Mr. Campbell said he first saw the claim when it appeared in a draft of the dossier nearly two weeks before the document was published, and when asked by the counsel for the inquiry whether he knew its origin, he said: "I did not know where it came from.'' He said he did not know the raw source for the claim, which it may be recalled, became a key argument in Mr. Blair's justification for war on Iraq.

Strongly denying the persistent accusation that he was responsible for embellishing intelligence to make it sound more alarming, Mr. Campbell said that on the contrary his advice was to "cut rhetoric''.

It was agreed that the contents of the dossier would be "revelatory, new and informative'', and senior intelligence officials were fully involved with the process throughout.

He also denied that there was unease among top intelligence figures over what was being put into the dossier.

In a memo to the chief of the Joint Intelligence Committee, John Scarlett, he wrote: "It goes without saying that nothing should be published that you and they (the intelligence community) are not 100 per cent happy with.''

Mr.
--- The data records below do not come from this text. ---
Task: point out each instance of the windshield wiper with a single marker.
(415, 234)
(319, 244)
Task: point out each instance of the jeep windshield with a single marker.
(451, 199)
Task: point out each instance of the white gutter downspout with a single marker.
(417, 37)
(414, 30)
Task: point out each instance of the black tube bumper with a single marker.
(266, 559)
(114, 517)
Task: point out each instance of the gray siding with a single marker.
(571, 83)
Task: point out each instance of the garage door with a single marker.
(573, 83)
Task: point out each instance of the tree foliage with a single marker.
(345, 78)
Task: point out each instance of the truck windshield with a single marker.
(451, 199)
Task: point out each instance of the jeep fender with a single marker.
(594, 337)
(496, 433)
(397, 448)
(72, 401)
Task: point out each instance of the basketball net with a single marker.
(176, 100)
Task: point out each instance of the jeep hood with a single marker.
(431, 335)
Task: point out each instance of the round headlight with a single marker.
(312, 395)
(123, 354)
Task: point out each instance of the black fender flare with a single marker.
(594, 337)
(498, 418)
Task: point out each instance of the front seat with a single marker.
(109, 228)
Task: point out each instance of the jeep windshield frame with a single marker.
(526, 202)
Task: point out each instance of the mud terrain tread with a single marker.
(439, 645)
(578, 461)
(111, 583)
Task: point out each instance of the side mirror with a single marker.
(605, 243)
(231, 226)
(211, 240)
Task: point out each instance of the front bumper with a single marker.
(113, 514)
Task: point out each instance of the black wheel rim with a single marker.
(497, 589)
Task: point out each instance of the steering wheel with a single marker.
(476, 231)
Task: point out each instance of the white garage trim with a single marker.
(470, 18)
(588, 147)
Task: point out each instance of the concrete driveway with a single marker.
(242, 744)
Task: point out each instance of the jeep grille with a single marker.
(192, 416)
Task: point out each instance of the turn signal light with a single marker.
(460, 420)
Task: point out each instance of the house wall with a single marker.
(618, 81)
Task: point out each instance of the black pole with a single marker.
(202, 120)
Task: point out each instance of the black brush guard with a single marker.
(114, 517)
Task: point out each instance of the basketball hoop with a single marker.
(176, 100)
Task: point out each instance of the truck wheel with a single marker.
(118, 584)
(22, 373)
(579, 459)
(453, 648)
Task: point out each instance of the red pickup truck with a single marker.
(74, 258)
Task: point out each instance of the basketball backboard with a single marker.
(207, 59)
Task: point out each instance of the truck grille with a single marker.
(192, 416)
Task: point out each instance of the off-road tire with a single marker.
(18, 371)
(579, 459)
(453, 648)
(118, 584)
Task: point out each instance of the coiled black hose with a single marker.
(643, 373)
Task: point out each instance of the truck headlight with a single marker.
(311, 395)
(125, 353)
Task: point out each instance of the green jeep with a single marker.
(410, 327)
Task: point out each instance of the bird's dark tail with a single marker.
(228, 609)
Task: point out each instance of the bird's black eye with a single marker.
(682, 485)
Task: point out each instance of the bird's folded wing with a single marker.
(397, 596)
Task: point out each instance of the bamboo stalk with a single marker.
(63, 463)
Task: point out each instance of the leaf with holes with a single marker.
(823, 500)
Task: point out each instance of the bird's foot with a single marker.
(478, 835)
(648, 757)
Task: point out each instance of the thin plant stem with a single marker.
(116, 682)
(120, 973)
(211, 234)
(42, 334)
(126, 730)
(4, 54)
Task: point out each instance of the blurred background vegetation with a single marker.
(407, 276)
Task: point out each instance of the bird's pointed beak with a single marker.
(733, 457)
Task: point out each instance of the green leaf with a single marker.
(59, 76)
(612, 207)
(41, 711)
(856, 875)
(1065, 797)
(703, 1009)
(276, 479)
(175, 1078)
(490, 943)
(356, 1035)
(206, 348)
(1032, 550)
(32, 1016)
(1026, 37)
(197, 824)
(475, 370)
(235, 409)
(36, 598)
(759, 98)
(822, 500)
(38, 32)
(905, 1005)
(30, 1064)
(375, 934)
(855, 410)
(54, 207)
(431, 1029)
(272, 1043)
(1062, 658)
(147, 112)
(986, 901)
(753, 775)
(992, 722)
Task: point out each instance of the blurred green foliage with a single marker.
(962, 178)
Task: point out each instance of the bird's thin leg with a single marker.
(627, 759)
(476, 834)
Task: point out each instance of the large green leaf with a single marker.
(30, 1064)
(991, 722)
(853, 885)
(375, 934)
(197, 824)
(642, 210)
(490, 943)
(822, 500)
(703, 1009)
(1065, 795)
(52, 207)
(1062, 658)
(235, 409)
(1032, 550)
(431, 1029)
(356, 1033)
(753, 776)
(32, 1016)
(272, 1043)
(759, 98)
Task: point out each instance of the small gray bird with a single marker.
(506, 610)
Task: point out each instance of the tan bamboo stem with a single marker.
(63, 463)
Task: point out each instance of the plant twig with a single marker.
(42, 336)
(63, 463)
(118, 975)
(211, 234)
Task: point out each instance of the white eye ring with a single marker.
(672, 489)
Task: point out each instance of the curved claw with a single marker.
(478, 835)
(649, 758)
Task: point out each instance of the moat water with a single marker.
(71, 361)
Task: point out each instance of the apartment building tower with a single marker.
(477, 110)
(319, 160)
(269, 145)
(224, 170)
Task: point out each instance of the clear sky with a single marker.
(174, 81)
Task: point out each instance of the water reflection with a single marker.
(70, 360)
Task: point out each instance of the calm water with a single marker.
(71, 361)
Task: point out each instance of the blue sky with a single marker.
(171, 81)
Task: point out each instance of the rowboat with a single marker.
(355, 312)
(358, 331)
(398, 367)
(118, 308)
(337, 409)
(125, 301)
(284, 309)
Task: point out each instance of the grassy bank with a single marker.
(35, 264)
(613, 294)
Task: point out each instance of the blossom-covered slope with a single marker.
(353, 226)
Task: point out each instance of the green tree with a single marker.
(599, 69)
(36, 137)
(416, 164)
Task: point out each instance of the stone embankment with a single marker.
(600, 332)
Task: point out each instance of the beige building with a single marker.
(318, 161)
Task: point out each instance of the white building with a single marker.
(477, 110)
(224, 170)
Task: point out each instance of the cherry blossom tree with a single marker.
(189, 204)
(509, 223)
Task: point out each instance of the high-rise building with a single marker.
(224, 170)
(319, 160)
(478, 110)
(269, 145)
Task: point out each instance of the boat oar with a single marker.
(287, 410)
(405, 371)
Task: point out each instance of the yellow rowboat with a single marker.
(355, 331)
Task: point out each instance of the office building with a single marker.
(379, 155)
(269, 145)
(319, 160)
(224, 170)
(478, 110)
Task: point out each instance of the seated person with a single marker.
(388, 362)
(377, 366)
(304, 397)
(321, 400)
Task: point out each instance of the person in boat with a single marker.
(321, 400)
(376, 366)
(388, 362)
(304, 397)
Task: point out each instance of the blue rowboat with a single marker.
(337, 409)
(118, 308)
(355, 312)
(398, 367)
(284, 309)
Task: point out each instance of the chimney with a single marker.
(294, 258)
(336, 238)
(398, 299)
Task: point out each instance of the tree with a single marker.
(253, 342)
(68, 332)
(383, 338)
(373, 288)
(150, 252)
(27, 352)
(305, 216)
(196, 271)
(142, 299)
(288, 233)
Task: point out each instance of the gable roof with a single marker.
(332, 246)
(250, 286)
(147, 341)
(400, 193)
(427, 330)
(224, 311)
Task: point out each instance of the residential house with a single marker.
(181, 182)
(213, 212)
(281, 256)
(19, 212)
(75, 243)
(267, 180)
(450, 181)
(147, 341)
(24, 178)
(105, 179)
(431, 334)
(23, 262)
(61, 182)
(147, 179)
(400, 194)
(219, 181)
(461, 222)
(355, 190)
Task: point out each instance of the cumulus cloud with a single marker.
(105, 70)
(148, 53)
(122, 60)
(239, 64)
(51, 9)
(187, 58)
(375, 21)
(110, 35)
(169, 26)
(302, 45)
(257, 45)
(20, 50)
Campbell's testimony came a day after it emerged that a week before the publication of the dossier, his colleague and Blair's chief of staff, Jonathan Powell, said in an internal email that "the document does nothing to demonstrate a threat let alone an imminent threat from Saddam'' and suggested that "we will need to make it clear in launching the document that we do not claim that we have evidence that he (Saddam) is an imminent threat''.

Yet, Mr. Blair in his foreword to the dossier insisted that "I am in no doubt that the threat is serious and current, that he (Saddam) has made progress on WMD, and that he has to be stopped.''

He also raised the spectre of Iraq being able to deploy some of its WMDs within 45 minutes of an order to use them.